H.R. 3200 spends an inordinate amount of time addressing political and social correctness, while ignoring the critical needs to provide healthcare staffing for national needs and while creating a forced labor system for healthcare professionals. Coupled with the likely reduction in overall payments to healthcare professionals, consistent with the payment schema used for Medicare and Medicaid, we, the American people, are likely to find that:
- Academically qualified potential healthcare professionals will continue the trend of the last decade and avoid the healthcare professions;
- Current healthcare professionals will reduce their practice activities or take early retirement;
- Changes will be made in the required qualifications for healthcare professionals and expedited training will be provided to achieve the numbers needed to staff at least a minimal healthcare workforce;
- Specialist availability will disappear, as the system attempts to predict and produce specialists (a multi-year process) to meet geographic and population needs; and
- With no clear program to provide Quality; Access; and Internal Cost Containment, the system costs will continue to spiral and increased taxes will hit all strata of the American population.
The American people are correct in not trusting H.R. 3200 as the answer to our problems.

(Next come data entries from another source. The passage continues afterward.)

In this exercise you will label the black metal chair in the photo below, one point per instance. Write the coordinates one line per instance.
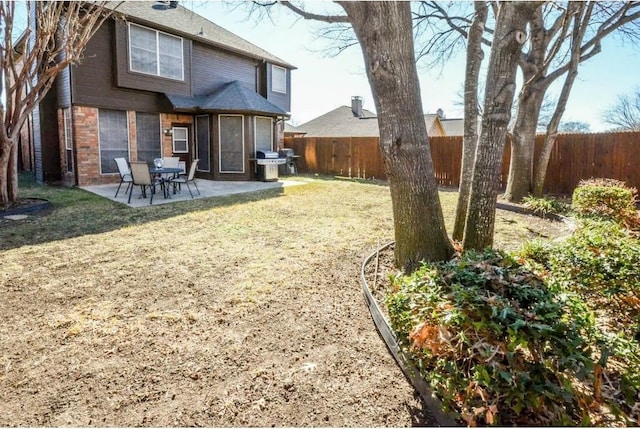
(125, 174)
(190, 178)
(141, 176)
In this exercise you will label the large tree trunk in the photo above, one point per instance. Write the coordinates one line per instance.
(8, 172)
(470, 139)
(511, 22)
(384, 30)
(582, 13)
(523, 144)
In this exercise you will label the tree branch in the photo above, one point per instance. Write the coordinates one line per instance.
(331, 19)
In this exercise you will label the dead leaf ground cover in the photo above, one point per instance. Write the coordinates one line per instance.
(237, 311)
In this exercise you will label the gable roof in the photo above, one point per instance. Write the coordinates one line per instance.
(230, 97)
(341, 122)
(184, 22)
(290, 129)
(453, 127)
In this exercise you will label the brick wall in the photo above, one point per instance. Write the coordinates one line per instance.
(85, 141)
(85, 133)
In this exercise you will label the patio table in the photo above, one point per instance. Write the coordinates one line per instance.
(165, 170)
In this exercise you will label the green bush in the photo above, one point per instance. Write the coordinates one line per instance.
(494, 342)
(545, 205)
(607, 199)
(600, 262)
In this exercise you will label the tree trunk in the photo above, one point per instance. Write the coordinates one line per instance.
(511, 22)
(384, 30)
(4, 174)
(12, 173)
(577, 37)
(523, 144)
(543, 163)
(470, 139)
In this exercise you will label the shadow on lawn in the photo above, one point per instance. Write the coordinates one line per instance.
(75, 212)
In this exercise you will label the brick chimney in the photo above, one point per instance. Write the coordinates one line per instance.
(356, 106)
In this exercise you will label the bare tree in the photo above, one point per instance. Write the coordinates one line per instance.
(475, 56)
(550, 55)
(55, 37)
(385, 33)
(510, 34)
(574, 127)
(625, 113)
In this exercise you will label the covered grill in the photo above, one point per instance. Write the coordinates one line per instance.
(290, 166)
(267, 165)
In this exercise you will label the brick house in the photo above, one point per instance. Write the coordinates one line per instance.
(159, 80)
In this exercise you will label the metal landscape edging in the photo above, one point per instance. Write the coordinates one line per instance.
(410, 371)
(43, 204)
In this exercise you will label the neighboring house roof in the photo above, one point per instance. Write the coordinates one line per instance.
(182, 21)
(290, 129)
(231, 97)
(341, 122)
(453, 127)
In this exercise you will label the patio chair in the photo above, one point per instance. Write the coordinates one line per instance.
(125, 174)
(188, 178)
(141, 176)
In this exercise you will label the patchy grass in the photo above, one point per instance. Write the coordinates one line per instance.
(244, 310)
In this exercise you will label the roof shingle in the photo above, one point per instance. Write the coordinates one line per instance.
(231, 97)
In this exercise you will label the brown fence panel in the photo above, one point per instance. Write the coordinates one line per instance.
(573, 158)
(366, 158)
(446, 153)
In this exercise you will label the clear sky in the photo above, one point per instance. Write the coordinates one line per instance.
(322, 83)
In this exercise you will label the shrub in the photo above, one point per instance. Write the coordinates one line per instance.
(608, 199)
(494, 342)
(545, 205)
(600, 262)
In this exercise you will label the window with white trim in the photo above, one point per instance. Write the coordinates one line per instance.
(156, 53)
(231, 147)
(180, 140)
(263, 134)
(278, 79)
(148, 136)
(68, 138)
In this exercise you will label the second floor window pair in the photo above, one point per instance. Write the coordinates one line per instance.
(155, 53)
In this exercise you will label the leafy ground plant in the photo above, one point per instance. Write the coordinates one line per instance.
(493, 340)
(600, 262)
(545, 205)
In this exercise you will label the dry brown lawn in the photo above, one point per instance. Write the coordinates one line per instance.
(243, 311)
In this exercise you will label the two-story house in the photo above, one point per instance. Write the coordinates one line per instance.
(160, 80)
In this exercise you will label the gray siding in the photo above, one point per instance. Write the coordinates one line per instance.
(212, 68)
(94, 82)
(283, 101)
(133, 80)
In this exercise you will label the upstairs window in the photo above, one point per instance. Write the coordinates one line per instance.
(155, 53)
(279, 79)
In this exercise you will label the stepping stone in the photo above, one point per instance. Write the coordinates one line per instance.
(16, 217)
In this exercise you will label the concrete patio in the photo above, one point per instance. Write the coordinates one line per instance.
(208, 189)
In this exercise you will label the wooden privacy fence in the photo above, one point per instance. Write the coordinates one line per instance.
(574, 157)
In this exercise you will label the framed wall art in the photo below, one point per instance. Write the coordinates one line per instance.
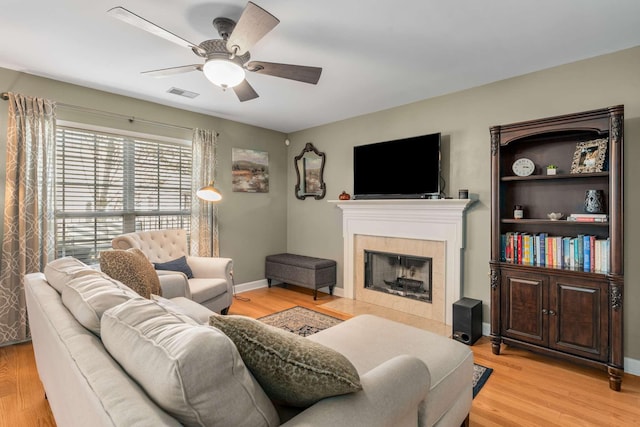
(590, 156)
(250, 171)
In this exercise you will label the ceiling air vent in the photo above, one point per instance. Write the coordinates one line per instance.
(182, 92)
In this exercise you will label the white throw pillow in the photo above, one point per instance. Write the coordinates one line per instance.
(62, 270)
(192, 371)
(88, 297)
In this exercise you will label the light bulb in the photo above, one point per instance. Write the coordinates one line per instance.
(223, 73)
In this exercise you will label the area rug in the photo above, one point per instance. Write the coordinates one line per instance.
(305, 322)
(480, 376)
(300, 321)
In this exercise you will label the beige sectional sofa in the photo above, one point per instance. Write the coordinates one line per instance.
(107, 357)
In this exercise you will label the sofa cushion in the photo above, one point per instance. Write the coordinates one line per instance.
(60, 271)
(131, 267)
(88, 297)
(182, 305)
(291, 369)
(192, 371)
(179, 264)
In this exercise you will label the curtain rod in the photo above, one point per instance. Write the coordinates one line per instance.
(131, 119)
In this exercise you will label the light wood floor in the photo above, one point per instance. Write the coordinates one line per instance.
(524, 389)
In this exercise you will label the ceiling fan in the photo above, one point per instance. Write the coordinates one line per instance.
(227, 59)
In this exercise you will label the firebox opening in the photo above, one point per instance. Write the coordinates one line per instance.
(403, 275)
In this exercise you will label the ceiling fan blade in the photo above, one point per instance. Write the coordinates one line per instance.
(253, 24)
(245, 92)
(300, 73)
(165, 72)
(137, 21)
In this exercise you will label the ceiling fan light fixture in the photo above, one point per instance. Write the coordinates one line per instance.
(223, 73)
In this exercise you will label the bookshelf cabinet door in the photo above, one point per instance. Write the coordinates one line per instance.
(523, 304)
(578, 320)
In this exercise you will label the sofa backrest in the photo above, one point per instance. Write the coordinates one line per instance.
(84, 385)
(158, 245)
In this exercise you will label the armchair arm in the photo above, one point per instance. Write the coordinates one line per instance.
(174, 284)
(390, 395)
(211, 267)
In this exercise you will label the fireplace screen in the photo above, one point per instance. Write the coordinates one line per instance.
(404, 275)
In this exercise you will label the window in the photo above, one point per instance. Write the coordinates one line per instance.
(108, 184)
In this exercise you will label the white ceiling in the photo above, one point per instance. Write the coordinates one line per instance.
(374, 54)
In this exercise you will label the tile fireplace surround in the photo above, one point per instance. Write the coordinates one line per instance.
(438, 223)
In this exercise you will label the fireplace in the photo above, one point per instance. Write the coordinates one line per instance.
(397, 274)
(427, 228)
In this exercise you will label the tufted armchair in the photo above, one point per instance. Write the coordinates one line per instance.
(211, 285)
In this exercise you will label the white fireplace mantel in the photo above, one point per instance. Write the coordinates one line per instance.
(431, 219)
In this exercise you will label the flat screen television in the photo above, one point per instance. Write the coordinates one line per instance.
(407, 168)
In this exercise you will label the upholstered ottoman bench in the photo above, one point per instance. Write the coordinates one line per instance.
(301, 270)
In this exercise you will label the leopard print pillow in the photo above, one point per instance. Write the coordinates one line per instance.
(131, 267)
(291, 369)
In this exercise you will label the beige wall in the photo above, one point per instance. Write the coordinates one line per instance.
(251, 225)
(464, 118)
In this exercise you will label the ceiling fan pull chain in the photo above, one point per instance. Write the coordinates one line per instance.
(234, 51)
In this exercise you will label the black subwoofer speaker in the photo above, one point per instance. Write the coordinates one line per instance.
(467, 320)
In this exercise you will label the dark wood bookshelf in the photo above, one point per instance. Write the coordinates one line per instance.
(564, 311)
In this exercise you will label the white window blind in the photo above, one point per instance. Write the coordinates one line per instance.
(109, 184)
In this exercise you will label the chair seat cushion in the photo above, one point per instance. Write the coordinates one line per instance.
(179, 264)
(206, 288)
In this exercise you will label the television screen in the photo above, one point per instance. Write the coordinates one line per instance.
(403, 168)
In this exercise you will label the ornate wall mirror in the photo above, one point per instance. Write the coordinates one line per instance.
(309, 169)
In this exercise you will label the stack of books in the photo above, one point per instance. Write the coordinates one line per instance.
(583, 252)
(588, 217)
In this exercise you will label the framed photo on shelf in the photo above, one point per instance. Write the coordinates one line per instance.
(590, 156)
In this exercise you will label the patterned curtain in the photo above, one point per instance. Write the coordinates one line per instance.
(28, 240)
(204, 215)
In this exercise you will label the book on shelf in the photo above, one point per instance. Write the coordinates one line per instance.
(588, 217)
(584, 252)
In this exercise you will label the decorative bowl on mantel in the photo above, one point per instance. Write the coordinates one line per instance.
(554, 216)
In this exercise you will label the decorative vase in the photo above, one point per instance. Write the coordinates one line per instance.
(594, 201)
(344, 196)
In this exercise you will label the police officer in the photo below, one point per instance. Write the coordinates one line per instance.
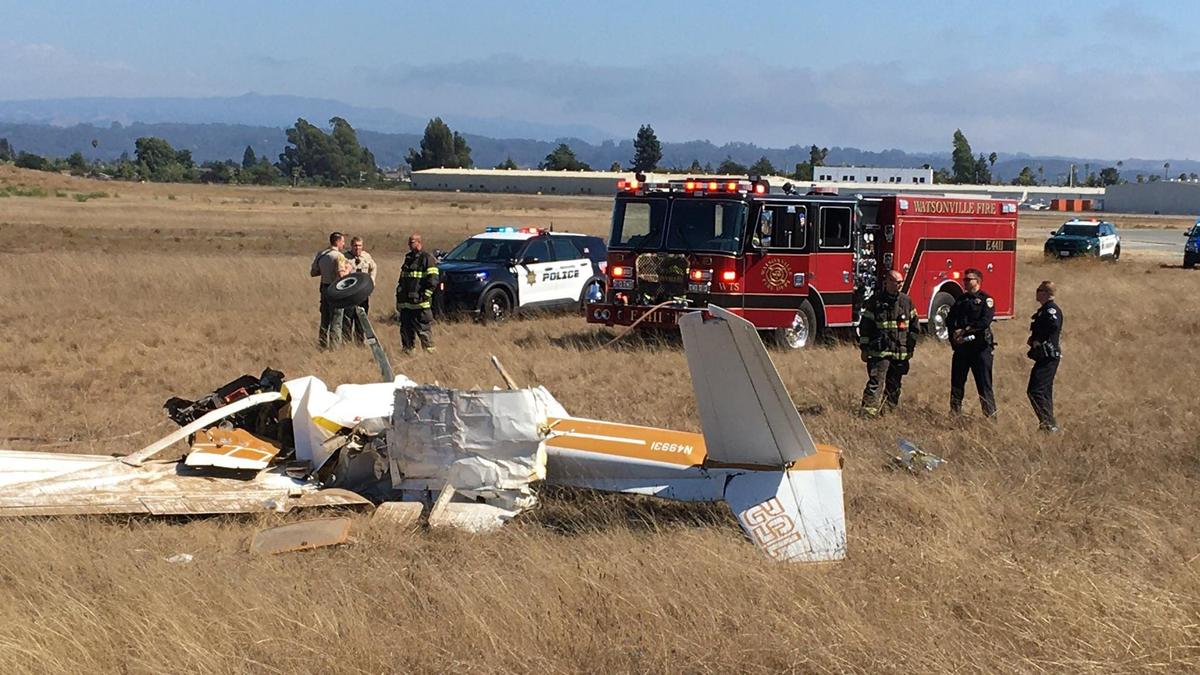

Congress must understand the details of this bill and the implications of its social and political programming of the healthcare workforce, rather than focusing on the healthcare needs of the American people … and I use that last phrase very specifically – the emphasis on undocumented aliens in this bill is a kick in the teeth to anyone who is a citizen and/or pays taxes.
This Bill should have been “dead on arrival”. Is there a doctor in the house? We don’t need one to try and H.R. 3200. We just need one to call off “the code” and declare this thing DOA.
William Harvey is a physician with extensive experience in drug research and development. He began as an academic researcher but has been a pharmaceutical executive in the global development arena for almost two decades. His current position involves the strategic use of comparative effectiveness research to speed drug development and to educate healthcare stakeholders: government, payors, prescribers, and patients. He lives in the greater Philadelphia area.